The history of the Church of Scotland is a good example of the ways in which religion, and politicised religion can be misunderstood. A number of features of the Calvinist tradition can be seen as “progressive”: the Church of Scotland was, for example, impressively democratic sometime before the British Parliament was elected by universal suffrage and it is very egalitarian in its government. It has no bishops or cardinals and it has had women ministers for many years.

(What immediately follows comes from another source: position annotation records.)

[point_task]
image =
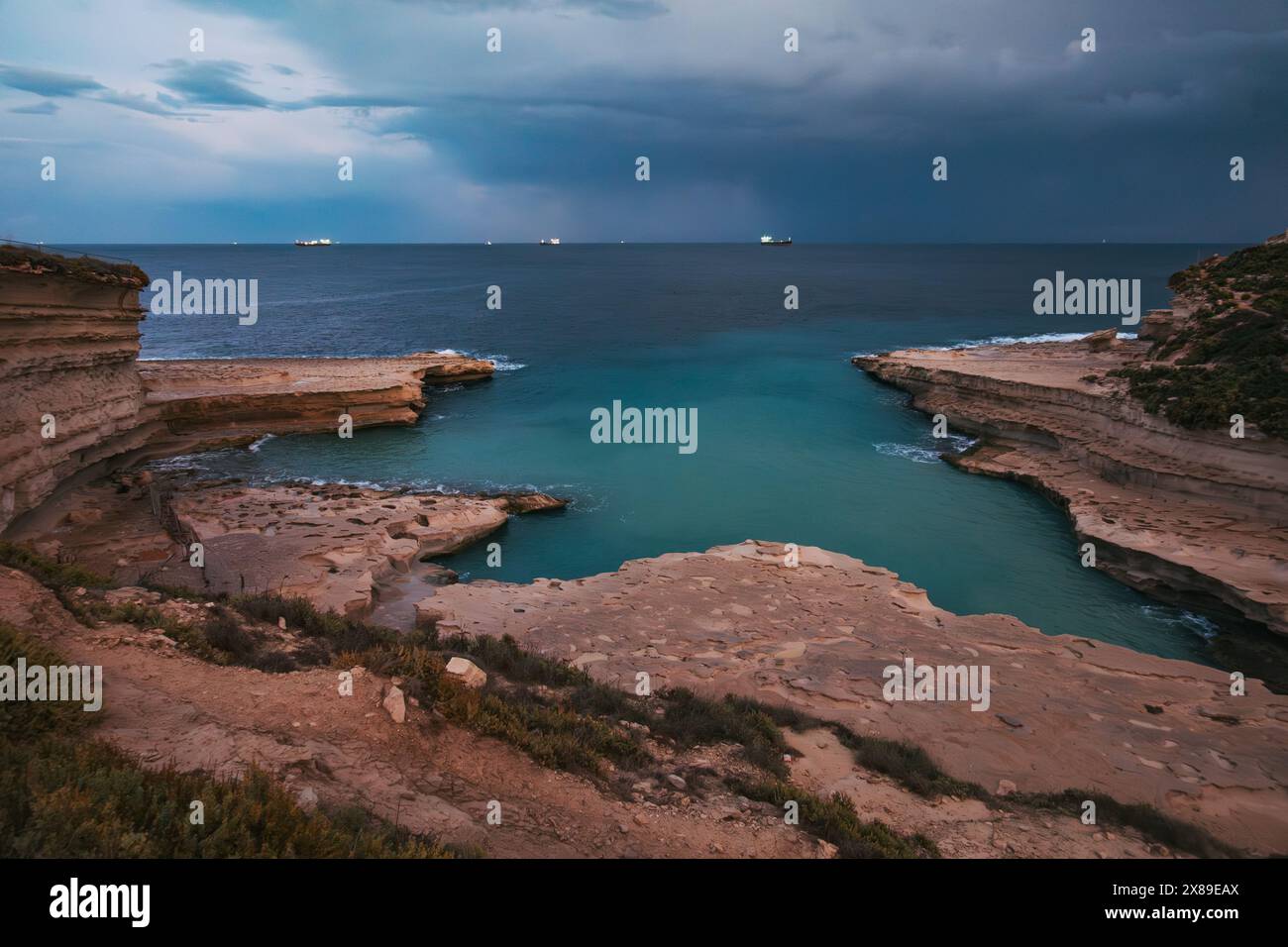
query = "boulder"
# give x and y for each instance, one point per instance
(467, 672)
(395, 702)
(1103, 341)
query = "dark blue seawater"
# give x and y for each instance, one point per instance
(794, 444)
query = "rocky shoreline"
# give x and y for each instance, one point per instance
(82, 405)
(1194, 518)
(1164, 450)
(811, 635)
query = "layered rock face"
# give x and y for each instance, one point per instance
(69, 368)
(334, 545)
(246, 397)
(1194, 517)
(1063, 711)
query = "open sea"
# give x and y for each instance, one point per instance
(794, 444)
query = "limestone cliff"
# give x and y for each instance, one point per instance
(80, 403)
(1132, 437)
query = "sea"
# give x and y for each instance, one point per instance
(794, 444)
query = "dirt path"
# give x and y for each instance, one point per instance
(434, 777)
(425, 775)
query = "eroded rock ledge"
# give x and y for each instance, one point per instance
(1064, 711)
(1193, 517)
(69, 368)
(248, 397)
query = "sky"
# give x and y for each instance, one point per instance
(156, 142)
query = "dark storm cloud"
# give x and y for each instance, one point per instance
(835, 142)
(46, 82)
(219, 82)
(46, 107)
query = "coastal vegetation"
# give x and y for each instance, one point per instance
(1233, 356)
(65, 793)
(553, 711)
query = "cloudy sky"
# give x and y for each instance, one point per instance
(158, 144)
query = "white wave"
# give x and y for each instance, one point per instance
(918, 455)
(503, 364)
(996, 341)
(1205, 628)
(953, 444)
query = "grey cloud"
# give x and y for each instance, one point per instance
(47, 82)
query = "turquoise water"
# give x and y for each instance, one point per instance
(794, 444)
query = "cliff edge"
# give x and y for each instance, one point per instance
(81, 405)
(1167, 451)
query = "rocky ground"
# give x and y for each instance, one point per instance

But while I’d agree with the redoubtable Lenin that one shouldn’t consider all religion reactionary, I’d argue that when it expresses itself theocratically, it always is. And I’d argue further that this is always a danger because religion expresses itself this way as one of the three ways that salvation religions adjust to the fact that the world is evil: from Max Weber we have the idea that religion can either retreat from the world in a monastic, quietist sort of way; engage with it ascetically; or try and take it over theocratically. In the case of the Calvinists – option 1 was impossible because the Reformation abolished it; option 2 was attempted but failed - leaving only option 3, which it did, although was by that time succumbing to the forces of secularisation anyway. In all its historical incarnations, the Church of Scotland may have been relatively egalitarian but liberal it has never been and life in 17th century Scotland must have been absolutely intolerable. (I like the phrase I read somewhere that said "one could be forgiven for thinking that the purpose of the Reformation in Scotland was to eliminate purgatory by getting it over while they were still alive".)

Theocracy and religion need to be kept separate; the relationship with power is the crucial one and it should be understood from history how often religion has appealed to the powerless. Critics of religion and religious political movements like to dredge up blood-curdling verses from the Old Testament and the Koran in an attempt to expose the inner, oppressive nature of religion. But while differences in religious doctrine can be significant, I think this approach misses the point of theocracy for here power lies not with the oracle but with the priesthood and the scholars – who are the custodians of orthodoxy. The significance of theocracy lies in the social and political reality of being governed by those who make a claim to cognitive infallibility, rather – as some suppose – what the texts actually say.

And the crucial point which I think needs to be understood is that the basis on which people make this claim is not necessarily decisive. Whether your ruler does so because he thinks he’s in mystical communication with God, or the Volk, or the proletariat; or whether he thinks he has a unique understanding of Marx, or the Bible, or the Koran – the net result is much the same: tyranny, oppression, and a pile of corpses that stand as a monument to the attempt to build paradise with human material.